Do you use Unix? Do you think your computing is secure due to the powerful encryption built into this platform by OpenBSD cryptographic framework? Well think again. It appears that the FBI is alleged to have paid some open-source developers to create exploitable holes in that cryptographic framework that have been there for upwards of 10 years.
In an e-mail sent to BSD project leader Theo de Raadt, former NETSEC CTO Gregory Perry has claimed that NETSEC developers helped the FBI plant “a number of backdoors” in the OpenBSD cryptographic framework approximately a decade ago.
Perry says that his nondisclosure agreement with the FBI has expired, allowing him to finally bring the issue to the attention of OpenBSD developers. Perry also suggests that knowledge of the FBI’s backdoors played a role in DARPA’s decision to withdraw millions of dollars of grant funding from OpenBSD in 2003.

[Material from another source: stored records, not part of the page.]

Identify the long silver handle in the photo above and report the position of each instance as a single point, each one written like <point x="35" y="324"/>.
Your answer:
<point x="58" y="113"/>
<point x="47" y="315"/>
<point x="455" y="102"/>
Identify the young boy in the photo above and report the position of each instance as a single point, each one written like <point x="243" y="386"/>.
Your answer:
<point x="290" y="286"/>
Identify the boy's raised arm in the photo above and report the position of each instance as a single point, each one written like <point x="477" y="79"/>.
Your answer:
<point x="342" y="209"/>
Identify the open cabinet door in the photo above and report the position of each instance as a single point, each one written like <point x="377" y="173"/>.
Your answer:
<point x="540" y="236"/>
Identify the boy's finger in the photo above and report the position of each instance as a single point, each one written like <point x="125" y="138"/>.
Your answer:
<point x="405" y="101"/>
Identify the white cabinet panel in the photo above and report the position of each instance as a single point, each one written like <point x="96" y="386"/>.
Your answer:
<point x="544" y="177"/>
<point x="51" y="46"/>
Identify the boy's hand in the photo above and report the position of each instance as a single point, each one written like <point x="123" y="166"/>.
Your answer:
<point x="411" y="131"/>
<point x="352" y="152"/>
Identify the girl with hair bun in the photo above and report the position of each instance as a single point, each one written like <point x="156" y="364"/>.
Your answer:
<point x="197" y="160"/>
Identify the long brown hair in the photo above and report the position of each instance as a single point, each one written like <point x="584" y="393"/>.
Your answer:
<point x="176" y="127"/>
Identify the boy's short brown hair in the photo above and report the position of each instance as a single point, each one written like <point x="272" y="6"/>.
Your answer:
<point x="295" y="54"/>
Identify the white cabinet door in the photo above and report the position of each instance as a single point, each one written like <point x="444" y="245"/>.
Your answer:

“I wanted to make you aware of the fact that the FBI implemented a number of backdoors and side channel key leaking mechanisms into the OCF, for the express purpose of monitoring the site to site VPN encryption system implemented by EOUSA, the parent organization to the FBI,” wrote Perry. “This is also probably the reason why you lost your DARPA funding, they more than likely caught wind of the fact that those backdoors were present and didn’t want to create any derivative products based upon the same.”
The e-mail became public when de Raadt forwarded it to the OpenBSD mailing list on Tuesday, with the intention of encouraging concerned parties to conduct code audits. To avoid entanglement in the alleged conspiracy, de Raadt says that he won’t be pursuing the matter himself. Several developers have begun the process of auditing the OpenBSD IPSEC stack in order to determine if Perry’s claims are true.
“It is alleged that some ex-developers (and the company they worked for) accepted US government money to put backdoors into our network stack,” de Raadt wrote. “Since we had the first IPSEC stack available for free, large parts of the code are now found in many other projects/products. Over 10 years, the IPSEC code has gone through many changes and fixes, so it is unclear what the true impact of these allegations are.”
If this last statement is true the security holes will not only apply to Unix but every other OS that uses IPSEC such as Windows and Mac. I am curious to see what the OpenBSD community uncovers in the code as this could have far reaching ramification for bring into question whether this action constitutes warrantless surveillance.